H.create_dataset( 'label', data=label_ ) # note the name y given to the dataset!
with open('train_h5_list.txt','w') as L:
L.write( 'train.h5' ) # list all h5 files you are going to use
这里对图片进行了resize以适应后续的模型输入尺寸,同时对所有坐标信息进行归一化使其值均落到(0,1)之间。
关键点检测CNN模型
设计模型时参考了VGGNet和SSD中使用的基础特征提取网络,如下prototxt文件所示。这个网络的特点是所有全连接层均使用卷积层实现,这样做的好处是大大减少了计算量。具体细节可以参阅文后的参考资料。为了使最后的输出和需要检测的点的数量相匹配,最后的全连接层使用7x7的卷积核以得到8x1的feature map输出。

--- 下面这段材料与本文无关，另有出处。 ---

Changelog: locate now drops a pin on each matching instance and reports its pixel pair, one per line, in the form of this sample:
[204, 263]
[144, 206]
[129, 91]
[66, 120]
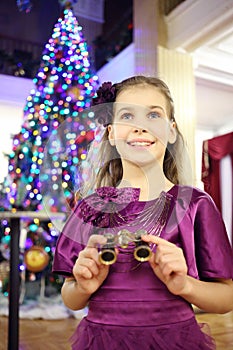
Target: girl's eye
[153, 115]
[127, 116]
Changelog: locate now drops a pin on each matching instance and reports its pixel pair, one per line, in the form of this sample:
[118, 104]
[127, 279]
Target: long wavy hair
[103, 166]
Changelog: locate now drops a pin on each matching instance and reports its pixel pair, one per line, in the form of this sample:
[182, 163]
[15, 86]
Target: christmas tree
[53, 139]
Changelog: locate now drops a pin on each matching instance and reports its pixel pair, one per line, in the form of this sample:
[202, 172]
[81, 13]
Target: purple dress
[133, 309]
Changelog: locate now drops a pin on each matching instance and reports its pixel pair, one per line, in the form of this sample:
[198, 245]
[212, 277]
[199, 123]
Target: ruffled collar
[118, 195]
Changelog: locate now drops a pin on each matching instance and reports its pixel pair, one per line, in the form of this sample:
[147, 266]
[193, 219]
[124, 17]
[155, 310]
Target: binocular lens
[107, 256]
[142, 253]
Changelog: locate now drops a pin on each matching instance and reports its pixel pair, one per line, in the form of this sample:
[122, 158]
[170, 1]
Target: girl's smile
[141, 129]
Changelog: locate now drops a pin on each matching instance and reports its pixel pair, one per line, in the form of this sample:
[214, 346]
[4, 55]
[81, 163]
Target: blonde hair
[103, 166]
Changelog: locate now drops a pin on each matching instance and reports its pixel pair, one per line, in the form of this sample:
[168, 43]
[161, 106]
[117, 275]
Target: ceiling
[205, 29]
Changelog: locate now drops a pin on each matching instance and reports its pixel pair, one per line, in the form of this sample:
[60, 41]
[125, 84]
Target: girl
[142, 304]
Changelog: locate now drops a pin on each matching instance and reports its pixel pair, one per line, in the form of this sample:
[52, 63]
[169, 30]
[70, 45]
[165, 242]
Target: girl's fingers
[156, 240]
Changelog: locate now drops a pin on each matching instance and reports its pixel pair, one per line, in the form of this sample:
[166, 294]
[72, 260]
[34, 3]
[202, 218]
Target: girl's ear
[172, 133]
[111, 138]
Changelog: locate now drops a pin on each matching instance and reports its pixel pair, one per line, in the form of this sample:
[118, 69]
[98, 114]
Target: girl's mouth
[138, 143]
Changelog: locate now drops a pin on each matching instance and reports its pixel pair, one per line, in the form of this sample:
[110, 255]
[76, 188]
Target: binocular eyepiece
[142, 251]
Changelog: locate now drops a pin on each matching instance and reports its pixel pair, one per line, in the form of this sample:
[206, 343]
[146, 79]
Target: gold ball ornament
[36, 259]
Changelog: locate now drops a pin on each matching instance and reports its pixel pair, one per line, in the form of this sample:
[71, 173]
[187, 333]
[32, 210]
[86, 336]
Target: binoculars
[142, 251]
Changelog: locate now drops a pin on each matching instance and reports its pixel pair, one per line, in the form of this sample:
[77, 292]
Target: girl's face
[141, 127]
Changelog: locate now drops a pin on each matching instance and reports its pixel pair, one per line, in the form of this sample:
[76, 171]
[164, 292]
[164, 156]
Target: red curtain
[213, 151]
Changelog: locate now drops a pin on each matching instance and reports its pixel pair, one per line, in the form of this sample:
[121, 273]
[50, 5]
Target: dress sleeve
[214, 254]
[71, 241]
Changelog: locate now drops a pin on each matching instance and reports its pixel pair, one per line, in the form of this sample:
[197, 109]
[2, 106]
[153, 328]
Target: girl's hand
[168, 263]
[88, 271]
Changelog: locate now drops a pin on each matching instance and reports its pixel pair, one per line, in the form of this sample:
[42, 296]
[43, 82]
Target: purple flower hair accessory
[106, 95]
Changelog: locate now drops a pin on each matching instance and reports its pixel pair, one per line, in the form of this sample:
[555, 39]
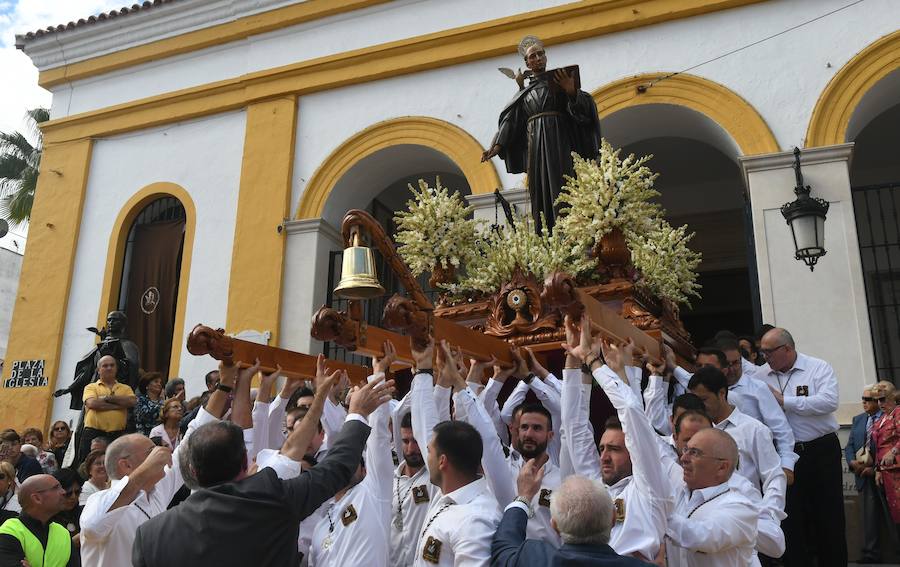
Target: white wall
[10, 268]
[204, 158]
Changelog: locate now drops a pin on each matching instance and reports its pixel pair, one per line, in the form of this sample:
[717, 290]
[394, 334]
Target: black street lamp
[806, 217]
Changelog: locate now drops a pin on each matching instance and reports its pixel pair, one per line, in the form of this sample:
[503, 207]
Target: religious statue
[546, 121]
[114, 342]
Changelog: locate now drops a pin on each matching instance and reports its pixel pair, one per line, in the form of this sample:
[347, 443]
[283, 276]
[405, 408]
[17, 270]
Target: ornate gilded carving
[204, 340]
[517, 309]
[331, 325]
[559, 294]
[403, 315]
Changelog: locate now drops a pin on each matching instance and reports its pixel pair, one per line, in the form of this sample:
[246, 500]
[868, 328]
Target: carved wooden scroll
[204, 340]
[561, 293]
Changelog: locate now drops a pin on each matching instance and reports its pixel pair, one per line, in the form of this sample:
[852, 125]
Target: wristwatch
[527, 504]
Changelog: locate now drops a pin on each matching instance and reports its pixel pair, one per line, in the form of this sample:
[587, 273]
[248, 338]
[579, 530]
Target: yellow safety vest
[59, 543]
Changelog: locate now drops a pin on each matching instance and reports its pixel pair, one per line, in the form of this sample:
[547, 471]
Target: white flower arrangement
[667, 266]
[437, 228]
[606, 194]
[518, 245]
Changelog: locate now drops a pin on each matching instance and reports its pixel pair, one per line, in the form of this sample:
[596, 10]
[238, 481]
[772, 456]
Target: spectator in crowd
[70, 515]
[60, 435]
[95, 474]
[9, 503]
[807, 389]
[235, 519]
[106, 404]
[33, 539]
[149, 402]
[33, 436]
[861, 461]
[581, 512]
[11, 450]
[886, 439]
[169, 431]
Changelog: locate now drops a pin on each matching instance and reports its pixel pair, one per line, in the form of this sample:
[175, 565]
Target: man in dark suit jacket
[873, 507]
[581, 511]
[242, 520]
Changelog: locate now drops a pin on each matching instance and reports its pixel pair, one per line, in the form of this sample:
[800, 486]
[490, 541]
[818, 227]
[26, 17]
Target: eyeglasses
[770, 351]
[695, 453]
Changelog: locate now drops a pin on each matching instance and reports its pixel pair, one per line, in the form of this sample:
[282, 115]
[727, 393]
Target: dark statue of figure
[112, 342]
[546, 121]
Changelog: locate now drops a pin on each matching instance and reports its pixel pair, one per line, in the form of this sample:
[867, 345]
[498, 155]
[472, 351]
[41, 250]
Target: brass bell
[358, 277]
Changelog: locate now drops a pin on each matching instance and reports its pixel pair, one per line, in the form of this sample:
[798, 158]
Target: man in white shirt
[713, 524]
[356, 527]
[464, 514]
[807, 389]
[758, 463]
[754, 398]
[628, 461]
[141, 486]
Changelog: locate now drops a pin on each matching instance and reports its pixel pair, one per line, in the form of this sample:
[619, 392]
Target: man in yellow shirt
[106, 404]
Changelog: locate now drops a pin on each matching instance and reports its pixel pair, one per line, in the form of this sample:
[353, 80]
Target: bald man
[713, 524]
[106, 404]
[32, 536]
[807, 389]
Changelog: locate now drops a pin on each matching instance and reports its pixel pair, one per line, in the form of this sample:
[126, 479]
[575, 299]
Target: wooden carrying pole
[204, 340]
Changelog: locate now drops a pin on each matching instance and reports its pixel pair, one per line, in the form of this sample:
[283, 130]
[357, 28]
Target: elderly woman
[33, 436]
[60, 435]
[886, 439]
[9, 504]
[150, 402]
[95, 471]
[168, 431]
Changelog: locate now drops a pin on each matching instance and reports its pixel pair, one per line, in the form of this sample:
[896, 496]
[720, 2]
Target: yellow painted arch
[112, 276]
[836, 104]
[720, 104]
[447, 138]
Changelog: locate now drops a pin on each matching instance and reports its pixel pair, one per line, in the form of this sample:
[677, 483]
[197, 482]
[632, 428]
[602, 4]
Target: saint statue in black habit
[546, 121]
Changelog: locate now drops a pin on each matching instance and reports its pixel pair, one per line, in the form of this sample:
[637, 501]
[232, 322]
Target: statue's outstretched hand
[488, 154]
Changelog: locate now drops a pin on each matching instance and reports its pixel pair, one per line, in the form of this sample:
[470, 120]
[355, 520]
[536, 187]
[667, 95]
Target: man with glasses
[712, 523]
[32, 537]
[754, 398]
[807, 389]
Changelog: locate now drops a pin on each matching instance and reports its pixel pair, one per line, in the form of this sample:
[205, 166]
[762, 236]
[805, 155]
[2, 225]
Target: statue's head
[532, 50]
[115, 322]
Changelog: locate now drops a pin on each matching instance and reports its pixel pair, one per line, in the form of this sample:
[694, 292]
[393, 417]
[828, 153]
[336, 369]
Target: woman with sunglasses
[9, 503]
[60, 435]
[886, 438]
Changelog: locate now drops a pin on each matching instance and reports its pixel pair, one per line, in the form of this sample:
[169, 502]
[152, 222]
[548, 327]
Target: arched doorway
[150, 276]
[700, 185]
[874, 127]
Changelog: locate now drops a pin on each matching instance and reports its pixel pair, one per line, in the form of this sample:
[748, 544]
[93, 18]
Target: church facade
[250, 128]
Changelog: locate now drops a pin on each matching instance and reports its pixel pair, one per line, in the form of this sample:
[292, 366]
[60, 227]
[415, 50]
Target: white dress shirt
[810, 392]
[756, 400]
[459, 525]
[711, 527]
[107, 537]
[355, 530]
[645, 495]
[409, 505]
[759, 462]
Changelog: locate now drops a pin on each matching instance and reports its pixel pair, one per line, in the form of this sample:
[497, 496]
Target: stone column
[824, 310]
[309, 242]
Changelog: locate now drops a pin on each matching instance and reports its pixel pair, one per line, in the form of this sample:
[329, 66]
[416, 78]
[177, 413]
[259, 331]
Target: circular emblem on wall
[150, 300]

name: "VGG_16_PL_Key_Point"
layers {
name: "data"
type: HDF5_DATA
top: "data"
top: "label"
hdf5_data_param {
source:"train_h5_list.txt"
batch_size: 32
}
include: { phase: TRAIN }
}
layers {
name: "data"
type: HDF5_DATA
top: "data"
top: "label"
hdf5_data_param {
source:"test_h5_list.txt"
batch_size: 32
}
include: { phase: TEST }
}
layers {
bottom: "data"
top: "conv1_1"
name: "conv1_1"
type: CONVOLUTION
convolution_param {
num_output: 64
pad: 1
kernel_size: 3
}
}
layers {
bottom: "conv1_1"
top: "conv1_1"
name: "relu1_1"
type: RELU
}
layers {
bottom: "conv1_1"
top: "conv1_2"
name: "conv1_2"
type: CONVOLUTION
convolution_param {
num_output: 64
pad: 1
kernel_size: 3
}
}
layers {
bottom: "conv1_2"
top: "conv1_2"
name: "relu1_2"
type: RELU
}
layers {
bottom: "conv1_2"
top: "pool1"
name: "pool1"
type: POOLING
pooling_param {
pool: MAX
kernel_size: 2
stride: 2
}
}
layers {
bottom: "pool1"
top: "conv2_1"
name: "conv2_1"
type: CONVOLUTION
convolution_param {
num_output: 128
pad: 1
kernel_size: 3
}
}
layers {
bottom: "conv2_1"
top: "conv2_1"
name: "relu2_1"
type: RELU
}
layers {
bottom: "conv2_1"
top: "conv2_2"
name: "conv2_2"
type: CONVOLUTION
convolution_param {
num_output: 128
pad: 1
kernel_size: 3
}
}
layers {
bottom: "conv2_2"
top: "conv2_2"
name: "relu2_2"
type: RELU
}
layers {
bottom: "conv2_2"
top: "pool2"
name: "pool2"
type: POOLING
pooling_param {
pool: MAX
kernel_size: 2
stride: 2
}
}
layers {
bottom: "pool2"
top: "conv3_1"
name: "conv3_1"
type: CONVOLUTION
convolution_param {
num_output: 256
pad: 1
kernel_size: 3
}
}
layers {
bottom: "conv3_1"
top: "conv3_1"
name: "relu3_1"
type: RELU
}
layers {
bottom: "conv3_1"
top: "conv3_2"
name: "conv3_2"
type: CONVOLUTION
convolution_param {
num_output: 256
pad: 1
kernel_size: 3
}
}
layers {
bottom: "conv3_2"
top: "conv3_2"
name: "relu3_2"
type: RELU
}
layers {
bottom: "conv3_2"
top: "conv3_3"
name: "conv3_3"
type: CONVOLUTION
convolution_param {
num_output: 256
pad: 1
kernel_size: 3
}
}
layers {
bottom: "conv3_3"
top: "conv3_3"
name: "relu3_3"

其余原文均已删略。